The Escherichia coli DnaK (DnaK(Eco)) chaperone cycle is tightly regulated by the cochaperones DnaJ, which stimulates ATP hydrolysis, and GrpE, which acts as a nucleotide exchange factor. The Thermus thermophilus DnaK (DnaK(Tth)) system additionally comprises the DnaK-DnaJ assembly factor (DafA(Tth)) that is mediating formation of a 300 kDa DnaK(Tth).DnaJ(Tth).DafA(Tth) complex. A model peptide derived from the tumor suppressor protein p53 was used to dissect the regulation of the individual kinetic key steps of the DnaK(Tth) nucleotide/chaperone cycle. As with DnaK(Eco) the DnaK(Tth). ATP complex binds substrates with reduced affinity and large exchange rates compared to the DnaK(Tth).ADP.P-i state.
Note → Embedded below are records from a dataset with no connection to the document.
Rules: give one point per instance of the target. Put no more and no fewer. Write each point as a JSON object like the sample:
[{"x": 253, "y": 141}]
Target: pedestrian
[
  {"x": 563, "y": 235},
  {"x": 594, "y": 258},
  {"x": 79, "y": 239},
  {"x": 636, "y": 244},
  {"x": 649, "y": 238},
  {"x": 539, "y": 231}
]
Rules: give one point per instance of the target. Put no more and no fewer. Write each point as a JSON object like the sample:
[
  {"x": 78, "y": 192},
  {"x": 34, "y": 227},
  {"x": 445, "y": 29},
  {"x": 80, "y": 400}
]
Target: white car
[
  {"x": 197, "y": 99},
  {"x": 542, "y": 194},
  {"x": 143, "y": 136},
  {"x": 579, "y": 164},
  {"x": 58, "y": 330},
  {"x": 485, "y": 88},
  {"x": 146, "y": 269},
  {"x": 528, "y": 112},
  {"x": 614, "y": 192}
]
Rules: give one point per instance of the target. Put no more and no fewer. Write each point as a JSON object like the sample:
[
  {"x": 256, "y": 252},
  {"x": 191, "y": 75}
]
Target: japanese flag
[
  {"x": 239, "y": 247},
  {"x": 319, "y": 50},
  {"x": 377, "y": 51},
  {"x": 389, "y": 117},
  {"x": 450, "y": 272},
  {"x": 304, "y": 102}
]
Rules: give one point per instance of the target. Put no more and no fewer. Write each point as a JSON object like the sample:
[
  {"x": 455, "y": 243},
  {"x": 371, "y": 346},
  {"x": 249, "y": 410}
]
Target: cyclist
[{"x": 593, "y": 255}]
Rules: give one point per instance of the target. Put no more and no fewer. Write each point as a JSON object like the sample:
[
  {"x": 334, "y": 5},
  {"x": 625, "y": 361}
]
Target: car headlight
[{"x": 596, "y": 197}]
In contrast to DnaK(Eco), ADP-P-i release is slow compared to the rate of hydrolysis, reversing the balance of the two functional nucleotide states. Whereas GrpE(Tth) stimulates nucleotide release from DnaK(Tth), DnaJ(Tth) does not accelerate ATP hydrolysis under various experimental conditions. However, it exerts influence on the interaction of DnaK(Tth) with substrates: in the presence of DafA(Tth), DnaJ(Tth) inhibits substrate binding, and substrate already bound to DnaK(Tth) is displaced by DnaJ(Tth) and DafA(Tth), indicating competitive binding of DnaJ(Tth)/DafA(Tth) and substrate. It thus appears that the DnaK(Tth).DnaJ(Tth).DafA(Tth) complex as isolated from T. thermophilus does not represent the active species in the DnaK(Tth) chaperone cycle. Isothermal titration calorimetry showed that the ternary complex of DnaK(Tth), DnaJ(Tth) and DafA(Tth) is assembling with high affinity, whereas binary complexes of DnaK(Tth) and DnaJ(Tth) or DafA(Tth) were not detectable, indicating highly synergistic formation of the 300 kDa DnaK(Tth). DnaJ(Tth).DafA(Tth) complex. Based on these results, a model describing the DnaK(Tth) chaperone cycle and its regulation by cochaperones is proposed where DnaK(Tth).DnaJ(Tth).DafA(Tth) constitutes the resting state, and a DnaK(Tth).substrate.DnaJ(Tth) complex is the active chaperone species. The novel factor DafA,, that mediates interaction of DnaK(Tth) with DnaJ(Tth) would thus serve as a "template" to stabilise the ternary DnaK(Tth).DafA(Tth).DnaJ(Tth) complex until it is replaced by substrate proteins under heat shock conditions. (C) 1999 Academic Press.